Because your accountant plays a key role in the functioning of your business or company, in addition to managing the company accounts, they also ensure that your operations are in compliance with tax legislation and help you to operate tax as efficiently as possible, the relationship between a contractor and accountant is critical to the success and profitability of your limited company. If you are able to find the right accountant for your company, it will be a win-win situation for both you and the accountant. As a small business, you will be able to benefit from the accountant's knowledge and skills, while the accountant will benefit from your working style and will be able to make tailored recommendations to extract the most value from your efforts.
However, there are instances when you as a small business owner may feel the need to switch accountants for a variety of reasons, including:
- You are spending much too much: While you are busy working day and night to grow your business, take a moment to check if your hard-earned money is going to the proper place, i.e. if you are getting a service that is worth the money you spend. If you believe your accountant is costing you a fortune, it is probably time to shop about. Now that you are looking for or considering replacing your accountant, you must look for someone who is a better package than the prior one in terms of expertise and ability.
- Every time you request guidance from your accountant, you will be charged: To manage your business efficiently and properly, you must make sure that your tax returns are filed on time, with the correct amount of tax, and that you claim everything you are entitled to. And if you have to pay the accountant each time you consult him, it's a sign that you should start looking for alternatives.
- You must schedule an appointment with your accountant: When you're self-employed, you have a lot on your plate, and taking time out of your schedule to see your accountant requires not only work, but also time that you could be spending on something more productive. Visiting your accountant on a regular basis is also not a good indicator for your firm.
- Your accountant baffles you with a never-ending stream of jargon: If you have little or little knowledge of accounting, its jargon and terminology will sound no less than French to you, and if your accountant takes advantage of this by throwing intricate jargon at you to confuse you even more, replacing your accountant should be a top priority on your to-do list.

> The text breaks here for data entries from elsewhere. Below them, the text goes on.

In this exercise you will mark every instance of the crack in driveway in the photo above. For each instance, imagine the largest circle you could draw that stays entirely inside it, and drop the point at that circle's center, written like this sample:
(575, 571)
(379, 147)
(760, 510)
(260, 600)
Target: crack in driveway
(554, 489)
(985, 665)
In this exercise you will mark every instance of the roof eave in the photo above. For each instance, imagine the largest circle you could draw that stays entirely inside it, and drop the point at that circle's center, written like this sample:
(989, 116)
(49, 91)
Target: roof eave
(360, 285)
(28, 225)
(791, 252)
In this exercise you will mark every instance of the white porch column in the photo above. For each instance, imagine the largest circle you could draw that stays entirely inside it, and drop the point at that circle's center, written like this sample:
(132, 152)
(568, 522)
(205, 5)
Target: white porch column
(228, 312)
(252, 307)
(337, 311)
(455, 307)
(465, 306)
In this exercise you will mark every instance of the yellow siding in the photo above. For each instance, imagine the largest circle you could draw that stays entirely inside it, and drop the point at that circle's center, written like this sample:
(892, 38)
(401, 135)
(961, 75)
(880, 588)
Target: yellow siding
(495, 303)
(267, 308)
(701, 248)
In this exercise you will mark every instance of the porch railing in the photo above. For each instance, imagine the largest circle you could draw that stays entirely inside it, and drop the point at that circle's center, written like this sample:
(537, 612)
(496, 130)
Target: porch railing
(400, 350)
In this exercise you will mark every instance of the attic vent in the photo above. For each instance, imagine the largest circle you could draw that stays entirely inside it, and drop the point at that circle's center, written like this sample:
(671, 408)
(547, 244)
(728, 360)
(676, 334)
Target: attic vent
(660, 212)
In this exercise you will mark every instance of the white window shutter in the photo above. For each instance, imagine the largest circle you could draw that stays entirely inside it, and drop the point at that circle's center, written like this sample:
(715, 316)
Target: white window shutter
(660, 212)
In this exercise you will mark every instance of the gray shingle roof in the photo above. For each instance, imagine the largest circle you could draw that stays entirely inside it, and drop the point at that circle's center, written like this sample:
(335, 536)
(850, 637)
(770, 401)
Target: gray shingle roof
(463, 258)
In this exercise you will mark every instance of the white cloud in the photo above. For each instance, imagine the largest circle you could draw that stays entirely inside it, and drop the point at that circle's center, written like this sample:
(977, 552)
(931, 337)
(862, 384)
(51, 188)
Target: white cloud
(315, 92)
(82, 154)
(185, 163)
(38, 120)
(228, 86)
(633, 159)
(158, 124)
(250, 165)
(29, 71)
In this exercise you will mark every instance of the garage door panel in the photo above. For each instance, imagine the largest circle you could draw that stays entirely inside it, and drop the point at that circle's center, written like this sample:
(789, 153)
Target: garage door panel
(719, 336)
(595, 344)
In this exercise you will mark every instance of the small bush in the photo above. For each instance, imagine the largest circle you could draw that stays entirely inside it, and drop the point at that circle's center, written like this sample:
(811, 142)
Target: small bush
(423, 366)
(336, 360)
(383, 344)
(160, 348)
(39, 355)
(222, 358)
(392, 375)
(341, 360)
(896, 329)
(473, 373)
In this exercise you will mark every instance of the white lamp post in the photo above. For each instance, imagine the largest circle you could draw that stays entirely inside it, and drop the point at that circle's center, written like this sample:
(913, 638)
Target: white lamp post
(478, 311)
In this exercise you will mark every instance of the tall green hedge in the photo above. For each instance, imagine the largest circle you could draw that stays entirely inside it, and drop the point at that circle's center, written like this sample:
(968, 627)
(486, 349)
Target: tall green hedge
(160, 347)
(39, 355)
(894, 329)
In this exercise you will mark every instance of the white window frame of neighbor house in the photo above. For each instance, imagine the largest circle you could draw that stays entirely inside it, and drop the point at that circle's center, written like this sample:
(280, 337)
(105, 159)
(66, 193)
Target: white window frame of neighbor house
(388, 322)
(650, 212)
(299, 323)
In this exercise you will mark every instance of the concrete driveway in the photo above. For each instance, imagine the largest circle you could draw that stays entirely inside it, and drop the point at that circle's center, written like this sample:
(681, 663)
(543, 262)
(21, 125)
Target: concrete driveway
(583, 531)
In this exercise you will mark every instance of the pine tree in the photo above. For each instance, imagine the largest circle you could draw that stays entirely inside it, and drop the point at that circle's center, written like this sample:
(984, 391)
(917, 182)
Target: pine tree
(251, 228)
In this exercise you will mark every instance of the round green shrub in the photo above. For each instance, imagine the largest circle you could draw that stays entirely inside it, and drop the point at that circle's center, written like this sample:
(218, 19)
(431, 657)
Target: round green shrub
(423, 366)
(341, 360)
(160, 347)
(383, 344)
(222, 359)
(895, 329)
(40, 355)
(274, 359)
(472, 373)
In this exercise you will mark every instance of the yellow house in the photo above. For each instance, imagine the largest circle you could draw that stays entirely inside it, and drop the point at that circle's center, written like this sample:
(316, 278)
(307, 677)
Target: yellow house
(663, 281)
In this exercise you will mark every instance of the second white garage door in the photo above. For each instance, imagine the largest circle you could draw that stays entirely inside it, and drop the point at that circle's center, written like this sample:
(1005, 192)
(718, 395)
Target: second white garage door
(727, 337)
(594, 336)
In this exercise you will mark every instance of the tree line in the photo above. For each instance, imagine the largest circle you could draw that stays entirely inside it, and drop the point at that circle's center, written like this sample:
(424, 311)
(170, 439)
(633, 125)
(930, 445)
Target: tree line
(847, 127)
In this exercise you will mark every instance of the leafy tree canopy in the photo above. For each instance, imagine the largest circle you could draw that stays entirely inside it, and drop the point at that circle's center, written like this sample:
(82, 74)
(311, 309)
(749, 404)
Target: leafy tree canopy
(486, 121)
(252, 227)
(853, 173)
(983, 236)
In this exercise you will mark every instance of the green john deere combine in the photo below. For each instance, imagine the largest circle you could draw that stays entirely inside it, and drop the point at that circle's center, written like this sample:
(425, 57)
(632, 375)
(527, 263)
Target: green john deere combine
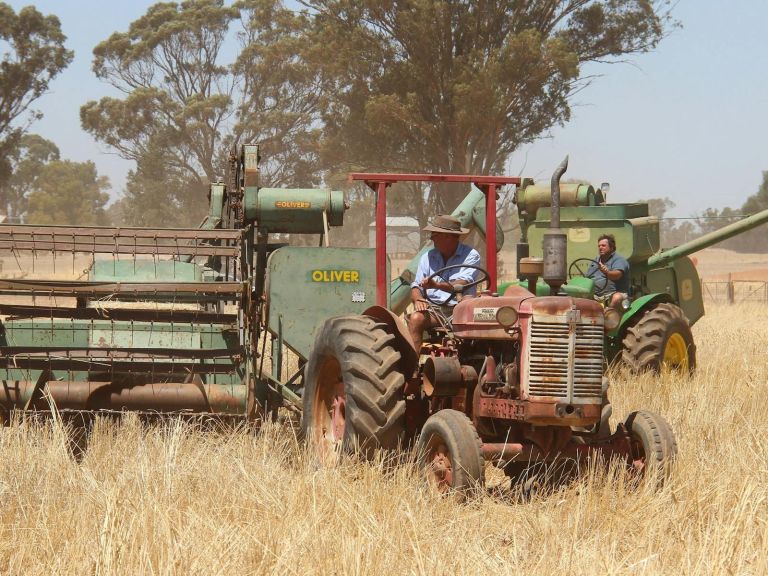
(665, 299)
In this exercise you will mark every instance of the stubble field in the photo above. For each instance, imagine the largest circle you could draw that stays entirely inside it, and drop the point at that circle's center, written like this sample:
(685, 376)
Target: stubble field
(172, 499)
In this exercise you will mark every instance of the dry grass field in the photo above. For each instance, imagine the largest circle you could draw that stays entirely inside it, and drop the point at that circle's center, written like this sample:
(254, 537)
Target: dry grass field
(173, 499)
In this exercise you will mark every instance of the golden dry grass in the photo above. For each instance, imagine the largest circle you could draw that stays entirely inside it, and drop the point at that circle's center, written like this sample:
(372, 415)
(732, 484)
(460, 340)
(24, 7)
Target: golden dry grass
(173, 499)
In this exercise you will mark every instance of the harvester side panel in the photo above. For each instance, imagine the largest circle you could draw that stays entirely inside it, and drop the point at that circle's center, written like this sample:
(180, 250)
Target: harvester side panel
(636, 233)
(308, 285)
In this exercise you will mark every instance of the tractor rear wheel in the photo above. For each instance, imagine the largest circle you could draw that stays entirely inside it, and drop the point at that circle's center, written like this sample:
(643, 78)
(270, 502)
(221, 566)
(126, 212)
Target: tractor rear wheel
(353, 395)
(450, 453)
(660, 339)
(653, 447)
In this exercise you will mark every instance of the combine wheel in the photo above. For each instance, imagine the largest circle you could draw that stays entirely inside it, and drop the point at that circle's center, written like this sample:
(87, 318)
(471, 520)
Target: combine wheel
(653, 447)
(660, 339)
(353, 396)
(450, 454)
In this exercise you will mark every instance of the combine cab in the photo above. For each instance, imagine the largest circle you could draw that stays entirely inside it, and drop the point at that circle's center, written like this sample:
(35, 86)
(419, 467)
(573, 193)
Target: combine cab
(653, 331)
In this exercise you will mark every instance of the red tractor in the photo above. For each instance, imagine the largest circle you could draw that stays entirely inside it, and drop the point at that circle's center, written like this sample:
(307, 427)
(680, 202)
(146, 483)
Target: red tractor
(512, 378)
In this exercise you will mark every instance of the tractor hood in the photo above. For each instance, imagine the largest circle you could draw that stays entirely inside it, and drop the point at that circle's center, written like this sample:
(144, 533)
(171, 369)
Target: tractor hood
(477, 317)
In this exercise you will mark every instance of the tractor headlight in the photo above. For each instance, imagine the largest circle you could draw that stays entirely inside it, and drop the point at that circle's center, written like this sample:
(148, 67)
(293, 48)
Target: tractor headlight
(612, 319)
(506, 316)
(625, 304)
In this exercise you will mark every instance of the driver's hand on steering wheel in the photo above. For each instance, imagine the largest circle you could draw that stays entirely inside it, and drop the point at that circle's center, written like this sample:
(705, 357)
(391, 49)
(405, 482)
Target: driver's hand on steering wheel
(430, 282)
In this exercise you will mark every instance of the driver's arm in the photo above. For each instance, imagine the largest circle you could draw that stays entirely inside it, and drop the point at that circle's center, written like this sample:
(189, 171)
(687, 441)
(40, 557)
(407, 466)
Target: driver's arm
(418, 300)
(612, 275)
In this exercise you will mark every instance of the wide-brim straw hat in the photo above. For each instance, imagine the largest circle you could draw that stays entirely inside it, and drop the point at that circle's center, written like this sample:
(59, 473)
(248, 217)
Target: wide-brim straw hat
(446, 225)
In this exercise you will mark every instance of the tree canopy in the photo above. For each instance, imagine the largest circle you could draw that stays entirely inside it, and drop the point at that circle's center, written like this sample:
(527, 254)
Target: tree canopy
(457, 86)
(67, 192)
(33, 53)
(27, 160)
(425, 85)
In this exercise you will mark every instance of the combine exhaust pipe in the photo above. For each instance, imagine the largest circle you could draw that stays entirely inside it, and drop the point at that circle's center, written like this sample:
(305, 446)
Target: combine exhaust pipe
(555, 243)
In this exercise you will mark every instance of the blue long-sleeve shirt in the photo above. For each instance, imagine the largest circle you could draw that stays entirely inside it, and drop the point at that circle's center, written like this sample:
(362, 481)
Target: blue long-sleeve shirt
(433, 261)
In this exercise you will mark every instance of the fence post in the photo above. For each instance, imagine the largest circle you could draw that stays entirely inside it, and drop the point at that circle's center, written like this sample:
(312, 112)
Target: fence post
(729, 290)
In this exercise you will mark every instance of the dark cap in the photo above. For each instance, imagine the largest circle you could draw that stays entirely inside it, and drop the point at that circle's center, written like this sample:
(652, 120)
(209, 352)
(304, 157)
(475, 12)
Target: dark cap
(446, 225)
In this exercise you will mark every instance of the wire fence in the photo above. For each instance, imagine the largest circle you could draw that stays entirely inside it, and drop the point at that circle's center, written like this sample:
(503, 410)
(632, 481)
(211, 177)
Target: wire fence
(735, 291)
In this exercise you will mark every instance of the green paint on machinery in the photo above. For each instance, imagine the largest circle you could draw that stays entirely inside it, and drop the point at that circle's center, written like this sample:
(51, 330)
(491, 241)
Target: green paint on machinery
(184, 321)
(306, 286)
(171, 320)
(665, 295)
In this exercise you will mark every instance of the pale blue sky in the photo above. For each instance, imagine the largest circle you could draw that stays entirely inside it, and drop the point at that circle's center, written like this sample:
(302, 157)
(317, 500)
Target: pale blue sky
(686, 121)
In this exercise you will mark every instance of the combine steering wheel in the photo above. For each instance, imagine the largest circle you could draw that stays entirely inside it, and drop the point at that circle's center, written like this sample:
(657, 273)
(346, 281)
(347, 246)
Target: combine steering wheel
(580, 267)
(455, 288)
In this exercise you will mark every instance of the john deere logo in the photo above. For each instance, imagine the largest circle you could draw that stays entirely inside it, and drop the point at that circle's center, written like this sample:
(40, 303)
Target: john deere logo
(348, 276)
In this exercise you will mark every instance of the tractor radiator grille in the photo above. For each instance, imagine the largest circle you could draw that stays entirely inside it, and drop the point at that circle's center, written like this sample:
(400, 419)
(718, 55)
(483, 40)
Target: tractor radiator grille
(550, 373)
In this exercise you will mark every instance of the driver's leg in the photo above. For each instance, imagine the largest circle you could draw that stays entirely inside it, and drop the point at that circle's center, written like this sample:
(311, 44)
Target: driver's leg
(417, 323)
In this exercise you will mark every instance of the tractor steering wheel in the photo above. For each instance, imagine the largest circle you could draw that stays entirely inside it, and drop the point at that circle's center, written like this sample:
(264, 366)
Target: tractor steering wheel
(577, 268)
(455, 288)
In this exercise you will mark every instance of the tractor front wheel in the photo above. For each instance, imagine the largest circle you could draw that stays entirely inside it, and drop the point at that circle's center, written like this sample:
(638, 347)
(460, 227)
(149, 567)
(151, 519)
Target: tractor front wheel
(653, 447)
(450, 453)
(353, 395)
(660, 339)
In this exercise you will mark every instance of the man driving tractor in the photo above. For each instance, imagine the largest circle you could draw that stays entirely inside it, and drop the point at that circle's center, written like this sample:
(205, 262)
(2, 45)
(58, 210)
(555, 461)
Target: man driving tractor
(446, 232)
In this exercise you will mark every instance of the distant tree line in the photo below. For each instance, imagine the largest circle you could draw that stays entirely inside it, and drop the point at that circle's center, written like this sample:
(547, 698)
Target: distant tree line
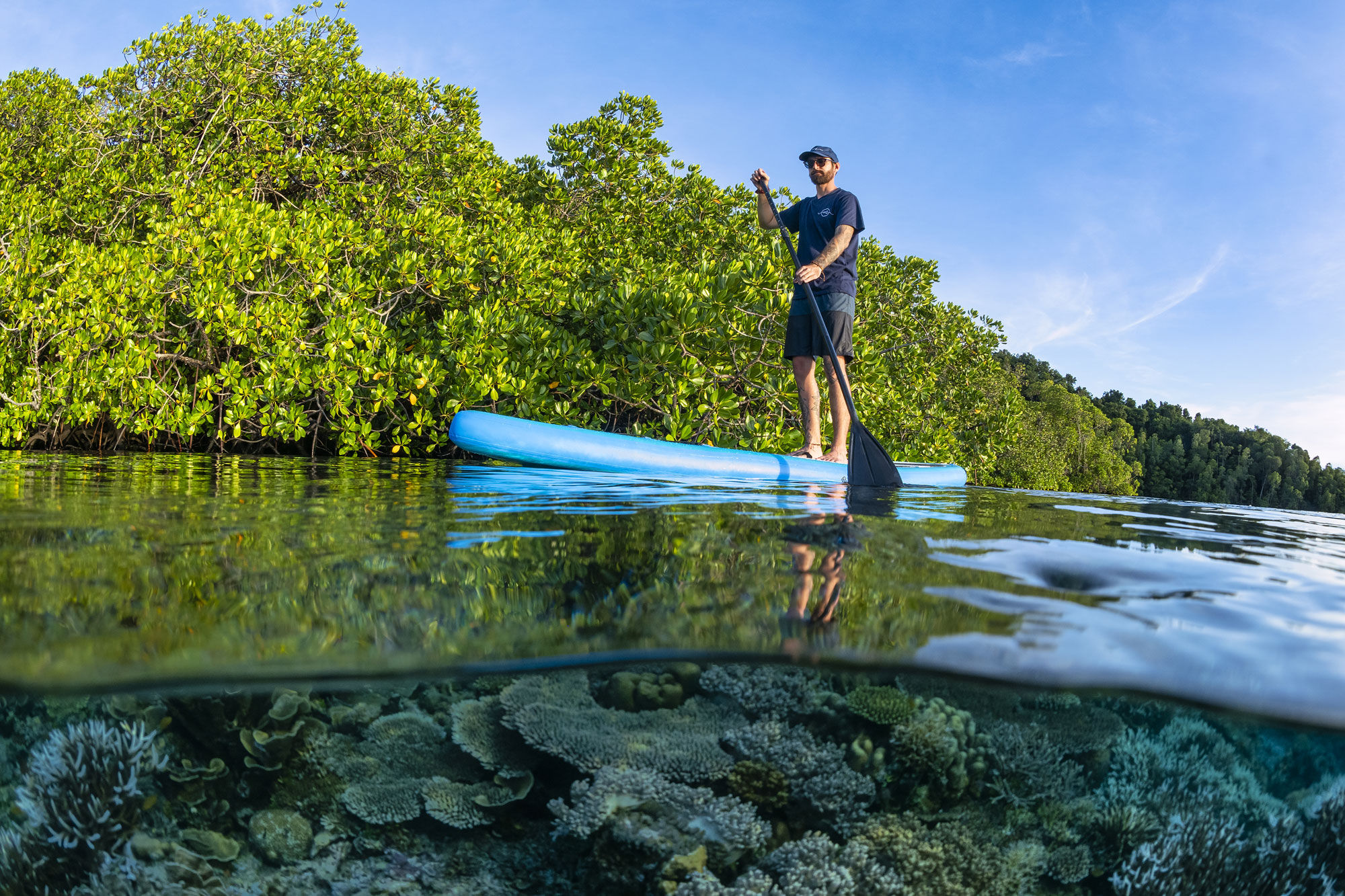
(1182, 456)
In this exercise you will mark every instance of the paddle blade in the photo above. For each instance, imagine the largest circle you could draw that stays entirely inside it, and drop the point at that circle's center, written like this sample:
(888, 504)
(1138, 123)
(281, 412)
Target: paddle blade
(870, 463)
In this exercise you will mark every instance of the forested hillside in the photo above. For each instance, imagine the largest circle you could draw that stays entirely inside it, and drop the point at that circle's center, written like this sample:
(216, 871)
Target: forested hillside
(1194, 458)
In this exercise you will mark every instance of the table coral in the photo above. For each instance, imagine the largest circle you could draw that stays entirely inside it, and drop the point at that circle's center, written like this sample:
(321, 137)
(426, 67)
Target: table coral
(559, 716)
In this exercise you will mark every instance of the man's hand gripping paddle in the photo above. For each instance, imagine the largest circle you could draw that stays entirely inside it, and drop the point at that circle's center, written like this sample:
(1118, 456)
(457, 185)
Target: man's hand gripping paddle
(870, 463)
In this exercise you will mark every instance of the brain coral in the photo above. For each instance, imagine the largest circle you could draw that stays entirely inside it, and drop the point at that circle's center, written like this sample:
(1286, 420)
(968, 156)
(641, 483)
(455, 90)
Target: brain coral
(559, 716)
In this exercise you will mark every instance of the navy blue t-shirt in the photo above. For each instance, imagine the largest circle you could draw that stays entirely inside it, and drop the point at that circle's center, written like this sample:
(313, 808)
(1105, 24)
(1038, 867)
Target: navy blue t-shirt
(816, 221)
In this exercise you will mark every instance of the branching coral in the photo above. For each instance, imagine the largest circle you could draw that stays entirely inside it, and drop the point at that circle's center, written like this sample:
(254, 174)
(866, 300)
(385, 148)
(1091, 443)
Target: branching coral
(81, 799)
(1187, 766)
(770, 692)
(641, 807)
(950, 858)
(559, 715)
(805, 866)
(479, 729)
(821, 782)
(942, 751)
(884, 705)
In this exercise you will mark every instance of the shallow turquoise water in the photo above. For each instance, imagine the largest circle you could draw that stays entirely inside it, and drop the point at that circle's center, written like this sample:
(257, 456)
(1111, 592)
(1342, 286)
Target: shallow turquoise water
(159, 568)
(346, 678)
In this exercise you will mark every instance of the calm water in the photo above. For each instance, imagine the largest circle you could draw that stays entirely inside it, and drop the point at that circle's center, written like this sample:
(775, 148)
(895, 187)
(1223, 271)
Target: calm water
(229, 677)
(161, 568)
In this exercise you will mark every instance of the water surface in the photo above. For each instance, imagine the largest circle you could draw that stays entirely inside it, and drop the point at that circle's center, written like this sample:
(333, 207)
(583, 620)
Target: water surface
(149, 569)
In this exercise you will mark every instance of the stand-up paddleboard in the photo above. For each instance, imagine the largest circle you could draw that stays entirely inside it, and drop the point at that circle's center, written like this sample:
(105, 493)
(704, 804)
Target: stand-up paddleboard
(574, 448)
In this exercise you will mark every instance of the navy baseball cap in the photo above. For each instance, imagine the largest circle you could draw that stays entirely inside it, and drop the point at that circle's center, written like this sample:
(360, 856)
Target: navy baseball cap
(820, 151)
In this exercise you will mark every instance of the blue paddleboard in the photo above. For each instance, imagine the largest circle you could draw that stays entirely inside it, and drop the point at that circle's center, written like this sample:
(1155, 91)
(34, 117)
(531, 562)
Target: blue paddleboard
(574, 448)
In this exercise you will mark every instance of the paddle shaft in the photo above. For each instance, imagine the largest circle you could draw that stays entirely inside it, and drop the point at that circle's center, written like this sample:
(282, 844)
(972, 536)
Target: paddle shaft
(843, 377)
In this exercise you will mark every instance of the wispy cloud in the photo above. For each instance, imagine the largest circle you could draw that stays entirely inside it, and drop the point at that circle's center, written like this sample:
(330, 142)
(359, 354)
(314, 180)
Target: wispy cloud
(1031, 54)
(1183, 292)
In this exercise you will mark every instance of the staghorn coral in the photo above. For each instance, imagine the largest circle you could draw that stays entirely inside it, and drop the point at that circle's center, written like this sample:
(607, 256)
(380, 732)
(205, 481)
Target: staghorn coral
(950, 858)
(479, 729)
(1188, 764)
(770, 692)
(559, 716)
(821, 782)
(642, 809)
(941, 751)
(883, 704)
(1030, 766)
(387, 771)
(81, 799)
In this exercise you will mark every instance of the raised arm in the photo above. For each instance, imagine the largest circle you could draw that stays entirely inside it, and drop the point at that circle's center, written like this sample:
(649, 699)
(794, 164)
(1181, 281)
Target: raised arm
(812, 271)
(762, 181)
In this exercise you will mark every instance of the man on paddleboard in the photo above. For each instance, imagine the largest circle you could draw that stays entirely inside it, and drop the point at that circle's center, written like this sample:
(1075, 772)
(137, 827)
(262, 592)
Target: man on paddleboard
(828, 225)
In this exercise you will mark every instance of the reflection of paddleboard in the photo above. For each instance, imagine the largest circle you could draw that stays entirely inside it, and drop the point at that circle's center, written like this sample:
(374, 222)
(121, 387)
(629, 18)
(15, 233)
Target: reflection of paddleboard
(572, 448)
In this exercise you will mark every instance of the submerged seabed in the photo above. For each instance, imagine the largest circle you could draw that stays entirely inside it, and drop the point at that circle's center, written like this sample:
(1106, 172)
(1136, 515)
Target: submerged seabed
(675, 778)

- Your accountant expects you to complete an outdated spreadsheet: The majority of small business owners, freelancers, and contractors find submitting a self-assessment return to be an onerous and scary effort, and they frequently find themselves grappling with the spreadsheet provided by their accountant because it is critical to fill the page accurately. One incorrect move in the spreadsheet can result in the deletion of a crucial formula, which can have a negative impact on the entire spreadsheet. As a result, you'll need an accountant who can assist you in appropriately filling out the self-assessment worksheet, and if your accountant isn't much assistance, you should and must change him as soon as possible.
What is the best way to change your accountant?
Even if changing accountants is not a time-consuming or lengthy operation, it is essential to take the following steps to ensure a smooth transition between the existing and new accountants:
- Inform your present accountant: It's usually best to be on the safe side and notify your accountant of his termination well in advance. In certain ways, doing so will benefit you both. It would enable you to terminate the terms on a positive note and thus make the switching process easier if you provide the accountant adequate time or time as per the agreement to discover an alternate employment for him. Also, you must allow your previous accountant to talk with your new one, as the former is responsible for handing over any documents. It is always preferable to phone your accountant and inform him of his replacement. If you don't want to have this painful chat, you can always let him know by sending him an email, unless a handwritten letter is a required means of contact. You should also include any work-related expectations that the former accountant must meet before being released from his or her duties.
- Disengagement letter: To ensure a smooth transition, your previous accountant must provide a disengagement letter, which is a professional document that contains specifics of all the work he has accomplished, as well as crucial details and information. Before your prior accountant leaves, you must obtain the following facts and details:
- Financial statements in their entirety, including complete profit and loss accounts.
- All accounts must be reconciled in the bank.
- Stock and work-in-progress summaries.
- Copies of the Corporation Tax computations are available upon request.
- Fixed assets, trade debtors, bad debt provisions, prepayments by other debtors, trade creditors, accruals, other creditors, and capital account movements are all examined.
- HMRC released Form CT620 for the most recent accounting period.
- Any information that could have an impact on the company's future liabilities.
- A copy of the most recent CT600, as well as any extra pages, must be submitted.
- The accountant sent a confirmation of disengagement.